Zugefrorene Elbe im Winter
Im Winter wird es sehr kalt in Dresden. Dann kann die Elbe sogar ganz zufrieren. Zu Fuß geht es vom Neustädter zum Altstädter Ufer hinüber, ganz ohne Brücke. 1963 muss es zum letzten Mal so gewesen sein, zuvor auch 1954 und in den Kriegsjahren 1940 und ‚42. 1784 hatte die Eisschicht eine Dicke von 110 Zentimetern.
Wenn die Temperaturen wieder zunehmen, schwimmen dicke Eisschollen im Wasser. Und an Karneval herrscht der Ausnahmezustand. Dresdner verkleidet in bunten Kostümen, stürzen sich kreischend und prustend in die Fluten. Die Eisschwimmer sind da und wollen beweisen, dass man auch bei Minus-Temeperaturen in der Elbe baden kann.
Wenn das Hochwasser kommt
Wenn Hochwasser herrscht, ist es mit all diesem Vergnügen schlagartig vorbei. 2013 war das zuletzt der Fall. 1845, 1890, 2002 und 2006 wurden ähnlich gefahrbringende Pegelstände erreicht. Jedes Jahr kann es sich wiederholen. Meist ereignet es sich im Frühjahr, wenn die Schneeschmelze mit ihren enormen Mengen an Wasser die Katastrophe auslöst. Doch auch der Spätherbst kann gefährlich werden, wenn die starken Regenfälle einsetzen. Manchmal passiert es aber auch mitten im Sommer. Dann ist es plötzlich furchtbar still in der Stadt, kein Auto mehr unterwegs. Nur die Hubschrauber kreisen mit ihren rotierenden Blättern über dem Häusermeer. Bedrohlich klingen ihre Motoren.
Intensiv wird daran gearbeitet, Menschen und Häuser vor den lebensbedrohenden Auswirkungen von Hochwasser zu bewahren.

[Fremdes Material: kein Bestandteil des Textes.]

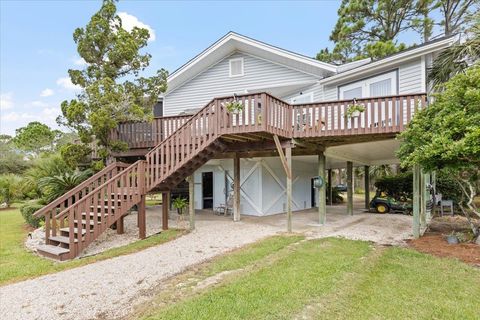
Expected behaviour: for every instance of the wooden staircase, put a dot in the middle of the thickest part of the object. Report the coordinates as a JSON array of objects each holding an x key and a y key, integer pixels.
[{"x": 77, "y": 218}]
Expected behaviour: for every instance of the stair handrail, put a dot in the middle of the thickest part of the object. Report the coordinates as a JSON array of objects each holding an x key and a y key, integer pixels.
[
  {"x": 127, "y": 184},
  {"x": 62, "y": 214},
  {"x": 81, "y": 187}
]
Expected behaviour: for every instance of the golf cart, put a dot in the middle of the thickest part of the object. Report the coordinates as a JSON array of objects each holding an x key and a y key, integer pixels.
[{"x": 382, "y": 203}]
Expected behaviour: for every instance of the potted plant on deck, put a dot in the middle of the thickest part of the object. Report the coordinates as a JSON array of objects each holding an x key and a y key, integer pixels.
[
  {"x": 234, "y": 106},
  {"x": 354, "y": 110}
]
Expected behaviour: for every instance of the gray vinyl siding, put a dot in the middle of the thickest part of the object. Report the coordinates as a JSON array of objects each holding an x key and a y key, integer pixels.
[
  {"x": 317, "y": 90},
  {"x": 409, "y": 80},
  {"x": 215, "y": 82},
  {"x": 410, "y": 77},
  {"x": 330, "y": 93}
]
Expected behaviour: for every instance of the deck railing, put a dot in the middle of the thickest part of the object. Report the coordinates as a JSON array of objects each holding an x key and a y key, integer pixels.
[
  {"x": 382, "y": 115},
  {"x": 117, "y": 189},
  {"x": 147, "y": 134},
  {"x": 73, "y": 196},
  {"x": 263, "y": 112}
]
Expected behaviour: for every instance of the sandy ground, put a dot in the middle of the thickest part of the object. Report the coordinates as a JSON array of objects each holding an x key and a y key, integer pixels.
[
  {"x": 110, "y": 239},
  {"x": 111, "y": 288}
]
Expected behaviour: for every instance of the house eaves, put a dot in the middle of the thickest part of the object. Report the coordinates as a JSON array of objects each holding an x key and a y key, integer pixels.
[
  {"x": 233, "y": 42},
  {"x": 388, "y": 62}
]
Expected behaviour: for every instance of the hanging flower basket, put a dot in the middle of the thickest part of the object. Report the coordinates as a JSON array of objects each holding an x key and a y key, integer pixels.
[
  {"x": 234, "y": 106},
  {"x": 354, "y": 110}
]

Das Leibniz-Institut für Ökologische Raumentwicklung hat über die Jahre unzählige Informationen darüber in Dresden und Umgebung gesammelt. Die Ergebnisse wurden in Datenbanken und Landkarten eingespeist. Über die Jahre sind so repräsentative Dokumente zu den bislang größten Elbe-Hochwässern entstanden.
Schwerpunkte waren dabei die Auswirkungen der Fluten in Dresden bis in den Landkreis Sächsische Schweiz im Südosten der Stadt. Neben den zahllosen Überschwemmungen konnte dadurch abgebildet werden, wie flussnahe Flächen im Oberen Elbtal seit dem 19. Jahrhundert generell genutzt wurden. Im Zusammenhang mit der erhöhten Hochwassergefahr wurden Vergleiche von historischen mit heutigen Siedlungsstrukturen gezogen. Das führte wieder zu neuen Erkenntnissen. Hoffnung bleibt, dass der Gefahr dadurch Einhalt geboten werden kann.